Concurrently, the era of information warfare [Denning 1998], cyberterrorism, and computer crime is well under way. Terrorists, organized crime, and other criminals are targeting the entire gamut of software-intensive systems and, through human ingenuity gone awry, are being successful at gaining entry to these systems. Most such systems are not attack resistant or attack resilient enough to withstand them.
In a report to the U.S. president titled Cyber Security: A Crisis of Prioritization [PITAC 2005], the President's Information Technology Advisory Committee summed up the problem of nonsecure software as follows:
- Software development is not yet a science or a rigorous discipline, and the development process by and large is not controlled to minimize the vulnerabilities that attackers exploit. Today, as with cancer, vulnerable software can be invaded and modified to cause damage to previously healthy software, and infected software can replicate itself and be carried across networks to cause damage in other systems. Like cancer, these damaging processes may be invisible to the lay person even though experts recognize that their threat is growing.
Software defects with security ramifications—including coding bugs such as buffer overflows and design flaws such as inconsistent error handling—are ubiquitous. Malicious intruders, and the malicious code and botnets1 they use to obtain unauthorized access and launch attacks, can compromise systems by taking advantage of software defects. Internet-enabled software applications are a commonly exploited target, with software's increasing complexity and extensibility making software security even more challenging [Hoglund 2004].
The security of computer systems and networks has become increasingly limited by the quality and security of their software. Security defects and vulnerabilities in software are commonplace and can pose serious risks when exploited by malicious attacks. Over the past six years, this problem has grown significantly. Figure 1-2 shows the number of vulnerabilities reported to CERT from 1997 through 2006. Given this trend, "[T]here is a clear and pressing need to change the way we (project managers and software engineers) approach computer security and to develop a disciplined approach to software security" [McGraw 2006].

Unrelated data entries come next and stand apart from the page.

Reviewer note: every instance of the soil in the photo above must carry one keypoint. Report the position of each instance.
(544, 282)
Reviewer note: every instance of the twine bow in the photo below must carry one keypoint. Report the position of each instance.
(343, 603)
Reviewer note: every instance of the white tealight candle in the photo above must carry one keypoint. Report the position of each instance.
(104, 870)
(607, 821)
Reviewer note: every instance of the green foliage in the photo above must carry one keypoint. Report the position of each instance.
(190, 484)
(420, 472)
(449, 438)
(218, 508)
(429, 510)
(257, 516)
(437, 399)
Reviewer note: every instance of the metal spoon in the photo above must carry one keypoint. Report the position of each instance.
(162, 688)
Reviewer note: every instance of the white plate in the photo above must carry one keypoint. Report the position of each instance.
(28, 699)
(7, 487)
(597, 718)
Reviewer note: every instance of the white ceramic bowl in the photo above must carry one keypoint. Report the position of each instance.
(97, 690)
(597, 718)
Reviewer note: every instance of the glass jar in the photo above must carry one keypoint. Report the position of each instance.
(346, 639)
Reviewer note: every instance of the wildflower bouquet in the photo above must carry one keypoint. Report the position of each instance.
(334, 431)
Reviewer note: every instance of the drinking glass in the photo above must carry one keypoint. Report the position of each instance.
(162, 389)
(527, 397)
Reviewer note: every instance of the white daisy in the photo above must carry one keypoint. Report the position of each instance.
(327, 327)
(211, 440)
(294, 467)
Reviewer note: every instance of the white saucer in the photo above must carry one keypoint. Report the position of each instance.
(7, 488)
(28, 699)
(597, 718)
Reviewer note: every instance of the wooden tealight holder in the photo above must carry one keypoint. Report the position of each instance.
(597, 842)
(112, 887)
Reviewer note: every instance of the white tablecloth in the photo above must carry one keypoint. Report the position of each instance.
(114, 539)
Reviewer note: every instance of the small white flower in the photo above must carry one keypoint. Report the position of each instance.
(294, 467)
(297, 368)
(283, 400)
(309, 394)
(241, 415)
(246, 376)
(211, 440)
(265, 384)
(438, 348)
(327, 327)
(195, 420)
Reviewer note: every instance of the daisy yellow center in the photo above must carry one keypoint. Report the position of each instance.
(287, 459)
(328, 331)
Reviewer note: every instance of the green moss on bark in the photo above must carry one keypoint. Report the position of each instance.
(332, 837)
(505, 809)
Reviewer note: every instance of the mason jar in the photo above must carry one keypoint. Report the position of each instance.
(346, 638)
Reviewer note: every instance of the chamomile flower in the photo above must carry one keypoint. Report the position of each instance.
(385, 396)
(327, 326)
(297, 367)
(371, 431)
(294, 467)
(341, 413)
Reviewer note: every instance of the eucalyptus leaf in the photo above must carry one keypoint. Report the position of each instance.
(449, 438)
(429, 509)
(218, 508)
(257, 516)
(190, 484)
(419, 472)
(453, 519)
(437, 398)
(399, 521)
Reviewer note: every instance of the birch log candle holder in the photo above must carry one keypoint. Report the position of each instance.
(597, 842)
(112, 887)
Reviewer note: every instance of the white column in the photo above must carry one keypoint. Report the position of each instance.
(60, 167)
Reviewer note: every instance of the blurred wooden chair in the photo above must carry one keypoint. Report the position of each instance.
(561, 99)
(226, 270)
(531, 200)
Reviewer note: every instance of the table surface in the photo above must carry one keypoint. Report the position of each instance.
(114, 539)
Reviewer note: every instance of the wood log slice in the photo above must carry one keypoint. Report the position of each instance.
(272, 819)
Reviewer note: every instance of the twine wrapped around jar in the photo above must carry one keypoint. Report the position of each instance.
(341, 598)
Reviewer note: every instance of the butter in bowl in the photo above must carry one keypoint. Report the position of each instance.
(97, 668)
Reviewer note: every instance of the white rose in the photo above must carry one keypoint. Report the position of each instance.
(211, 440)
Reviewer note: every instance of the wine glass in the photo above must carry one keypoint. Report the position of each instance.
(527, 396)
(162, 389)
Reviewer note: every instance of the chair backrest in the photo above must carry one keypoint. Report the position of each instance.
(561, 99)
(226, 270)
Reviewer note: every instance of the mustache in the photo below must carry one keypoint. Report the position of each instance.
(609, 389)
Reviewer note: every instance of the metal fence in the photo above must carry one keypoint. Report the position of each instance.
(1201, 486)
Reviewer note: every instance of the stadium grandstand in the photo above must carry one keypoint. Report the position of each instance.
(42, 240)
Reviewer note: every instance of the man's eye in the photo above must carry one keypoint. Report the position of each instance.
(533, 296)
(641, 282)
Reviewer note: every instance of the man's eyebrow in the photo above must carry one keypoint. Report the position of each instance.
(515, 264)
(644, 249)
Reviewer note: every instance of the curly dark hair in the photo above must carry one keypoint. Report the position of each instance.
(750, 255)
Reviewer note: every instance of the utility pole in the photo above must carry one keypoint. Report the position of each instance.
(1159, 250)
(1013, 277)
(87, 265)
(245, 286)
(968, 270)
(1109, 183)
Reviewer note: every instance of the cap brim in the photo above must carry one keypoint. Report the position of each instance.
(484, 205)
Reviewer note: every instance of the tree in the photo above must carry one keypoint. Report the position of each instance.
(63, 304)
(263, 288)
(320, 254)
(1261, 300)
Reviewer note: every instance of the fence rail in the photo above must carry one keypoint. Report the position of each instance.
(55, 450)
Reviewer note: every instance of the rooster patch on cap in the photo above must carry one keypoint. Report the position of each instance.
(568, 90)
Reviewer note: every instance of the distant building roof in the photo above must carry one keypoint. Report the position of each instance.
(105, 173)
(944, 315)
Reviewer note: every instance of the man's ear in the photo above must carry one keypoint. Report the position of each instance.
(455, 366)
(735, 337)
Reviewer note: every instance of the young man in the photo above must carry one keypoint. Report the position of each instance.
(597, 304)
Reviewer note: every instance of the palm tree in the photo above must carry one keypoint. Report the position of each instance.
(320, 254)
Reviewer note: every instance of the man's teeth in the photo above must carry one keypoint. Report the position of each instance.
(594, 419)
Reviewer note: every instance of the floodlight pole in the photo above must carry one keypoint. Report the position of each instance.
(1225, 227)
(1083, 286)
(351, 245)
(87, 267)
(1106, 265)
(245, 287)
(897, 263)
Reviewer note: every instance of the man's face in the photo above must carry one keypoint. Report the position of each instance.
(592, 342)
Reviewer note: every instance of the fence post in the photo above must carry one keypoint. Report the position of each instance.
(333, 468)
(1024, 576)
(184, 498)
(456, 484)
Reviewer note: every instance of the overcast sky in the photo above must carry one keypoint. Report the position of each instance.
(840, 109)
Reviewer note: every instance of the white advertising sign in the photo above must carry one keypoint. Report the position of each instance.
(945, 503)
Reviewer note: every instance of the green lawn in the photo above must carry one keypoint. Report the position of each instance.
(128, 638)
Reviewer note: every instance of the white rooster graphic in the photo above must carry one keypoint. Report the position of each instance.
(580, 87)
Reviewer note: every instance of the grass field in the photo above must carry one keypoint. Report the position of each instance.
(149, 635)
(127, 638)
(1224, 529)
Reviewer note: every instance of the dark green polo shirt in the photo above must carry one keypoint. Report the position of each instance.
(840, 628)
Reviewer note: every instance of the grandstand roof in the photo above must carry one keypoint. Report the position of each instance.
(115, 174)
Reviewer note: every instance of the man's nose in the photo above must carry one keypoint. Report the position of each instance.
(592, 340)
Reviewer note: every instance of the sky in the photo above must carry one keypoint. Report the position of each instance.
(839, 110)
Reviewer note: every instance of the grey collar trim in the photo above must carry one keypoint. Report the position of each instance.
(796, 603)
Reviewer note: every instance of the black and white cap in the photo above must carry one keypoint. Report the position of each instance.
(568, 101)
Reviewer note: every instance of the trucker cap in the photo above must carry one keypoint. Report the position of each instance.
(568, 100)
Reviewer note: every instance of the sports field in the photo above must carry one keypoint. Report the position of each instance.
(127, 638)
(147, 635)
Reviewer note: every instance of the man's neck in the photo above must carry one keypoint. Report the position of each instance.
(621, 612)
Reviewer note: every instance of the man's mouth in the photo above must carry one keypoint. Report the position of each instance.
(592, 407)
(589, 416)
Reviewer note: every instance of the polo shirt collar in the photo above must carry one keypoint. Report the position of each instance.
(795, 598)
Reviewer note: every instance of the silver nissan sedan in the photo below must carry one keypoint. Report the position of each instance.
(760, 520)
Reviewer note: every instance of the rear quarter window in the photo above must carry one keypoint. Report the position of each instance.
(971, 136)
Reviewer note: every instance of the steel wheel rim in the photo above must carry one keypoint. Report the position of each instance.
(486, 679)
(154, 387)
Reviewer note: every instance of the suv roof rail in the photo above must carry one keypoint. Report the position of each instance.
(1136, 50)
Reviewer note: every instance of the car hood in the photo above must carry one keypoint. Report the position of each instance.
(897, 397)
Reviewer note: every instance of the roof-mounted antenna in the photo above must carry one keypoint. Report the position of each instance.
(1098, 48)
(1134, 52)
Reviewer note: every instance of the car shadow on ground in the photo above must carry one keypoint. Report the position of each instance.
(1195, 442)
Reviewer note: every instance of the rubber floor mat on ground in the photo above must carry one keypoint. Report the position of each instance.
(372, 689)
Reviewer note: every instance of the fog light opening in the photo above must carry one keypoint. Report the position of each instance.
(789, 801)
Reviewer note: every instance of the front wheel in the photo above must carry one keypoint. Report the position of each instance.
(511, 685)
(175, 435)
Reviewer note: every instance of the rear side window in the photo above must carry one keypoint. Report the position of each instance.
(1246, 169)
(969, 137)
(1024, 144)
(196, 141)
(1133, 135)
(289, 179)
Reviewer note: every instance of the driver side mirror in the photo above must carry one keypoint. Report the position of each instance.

Figure 1-2 Vulnerabilities reported to CERT
In Deloitte's 2007 Global Security Survey, 87 percent of survey respondents cited poor software development quality as a top threat in the next 12 months. "Application security means ensuring that there is secure code, integrated at the development stage, to prevent potential vulnerabilities and that steps such as vulnerability testing, application scanning, and penetration testing are part of an organization's software development life cycle [SDLC]" [Deloitte 2007].
The growing Internet connectivity of computers and networks and the corresponding user dependence on network-enabled services (such as email and Web-based transactions) have increased the number and sophistication of attack methods, as well as the ease with which an attack can be launched. This trend puts software at greater risk. Another risk area affecting software security is the degree to which systems accept updates and extensions for evolving capabilities. Extensible systems are attractive because they provide for the addition of new features and services, but each new extension adds new capabilities, new interfaces, and thus new risks. A final software security risk area is the unbridled growth in the size and complexity of software systems (such as the Microsoft Windows operating system). The unfortunate reality is that in general more lines of code produce more bugs and vulnerabilities [McGraw 2006].
1.2.1 System Complexity: The Context within Which Software Lives
Building a trustworthy software system can no longer be predicated on constructing and assembling discrete, isolated pieces that address static requirements within planned cost and schedule. Each new or updated software component joins an existing operational environment and must merge with that legacy to form an operational whole. Bolting new systems onto old systems and Web-enabling old systems creates systems of systems that are fraught with vulnerabilities. With the expanding scope and scale of systems, project managers need to reconsider a number of development assumptions that are generally applied to software security:
- Instead of centralized control, which was the norm for large stand-alone systems, project managers have to consider multiple and often independent control points for systems and systems of systems.
- Increased integration among systems has reduced the capability to make wide-scale changes quickly. In addition, for independently managed systems, upgrades are not necessarily synchronized. Project managers need to maintain operational capabilities with appropriate security as services are upgraded and new services are added.
- With the integration among independently developed and operated systems, project managers have to contend with a heterogeneous collection of components, multiple implementations of common interfaces, and inconsistencies among security policies.
- With the mismatches and errors introduced by independently developed and managed systems, failure in some form is more likely to be the norm than the exception and so further complicates meeting security requirements.
There are no known solutions for ensuring a specified level or degree of software security for complex systems and systems of systems, assuming these could even be defined. This said, Chapter 6, Security and Complexity: System Assembly Challenges, elaborates on these points and provides useful guidelines for project managers to consider in addressing the implications.